The retailer in this case is Google, and their entire business model rides on being able to ship an information product worldwide - that is, their index.

How is it Google's responsibility to no longer aggregate their index, since they are now expected to deviate from the information generated from the expressions of others' statements, upon which its index was originally based? Is a quotation no longer an acceptable device to publish or derive information, in Canada?

Unless Google is committing a crime by repeating what was said, or pointing to someone who said something, then why is it legally permissible for Canada to order Google to do anything at all here?

Even if Google is citing someone who did something illegally in their index, is it a crime for Google to quote what was said, and to publish the fact that persons said something -- nationally, let alone internationally?

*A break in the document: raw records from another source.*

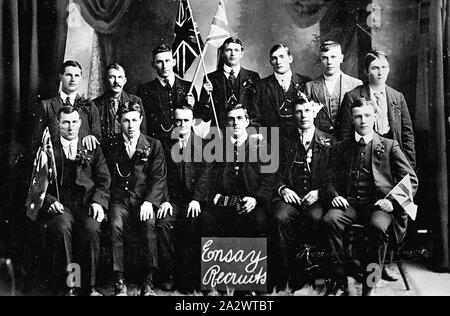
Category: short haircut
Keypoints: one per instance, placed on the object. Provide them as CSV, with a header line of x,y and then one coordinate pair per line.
x,y
163,48
278,46
327,45
128,107
115,66
373,55
67,110
70,63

It sounds like this defense was screwed up on two fronts:

1) Where does Canadian law allow anyone to remove or suppress what was recorded in a non-binding quote containing what was previously observed to have been published by others, in a civil trial?

2) Freedom of speech, as a form of detailing quotes in the aggregate, in any other country in the world is not compatible with the idea of removing recorded quotes from the aggregate product of what was internationally found in a survey. That is the precedent. What was and will be found on the internet from the standpoint of other countries Internet connections, does not change just because Canada doesn't like it.

Pursuing #2 seems be the best option since the courts completely breezed over #1. The need to stick to the fundamentals that their product has never actually guaranteed correctness or truth, nationally or internationally. The Google product guarantees an aggregation of quotes. The product attempts to arrive at correctness or truth by algorithmic-ally deriving meaning from the aggregate, not the other way around.

... Google (the product) does not derive the aggregate by manually specifying exceptions one after the other whenever John Doe catches someone lying on the internet. To do so on an international scale would forcefully change Google (the product), not in compliance with any Canadian law (afaik), and not in compliance with any international precedent.

It would be akin to suing a newspaper to have information forcefully removed, in all countries of the world, even though it was published with valid quotes and perfect reporting. If Google (the product) wanted to do this in a way that was respectful of the nature of the request, that it is based on a quote, it would be better to think of the court's decision as being a qualifier on the nature of the information -- "This website may be untrustworthy. (Legal Information: ...). But this request cannot be compelled internationally, because it is not Google's responsibility to ascertain correctness of the contents of a quote. For something that was internationally said of the quote, Google can internationally do with that information whatever they please.

The fact that the Google product is an aggregation of quotes, I think, has escaped the courts. And that may be what they are accidentally glossing over when trying to compel Google to change those quotes, internationally, in a civil trial.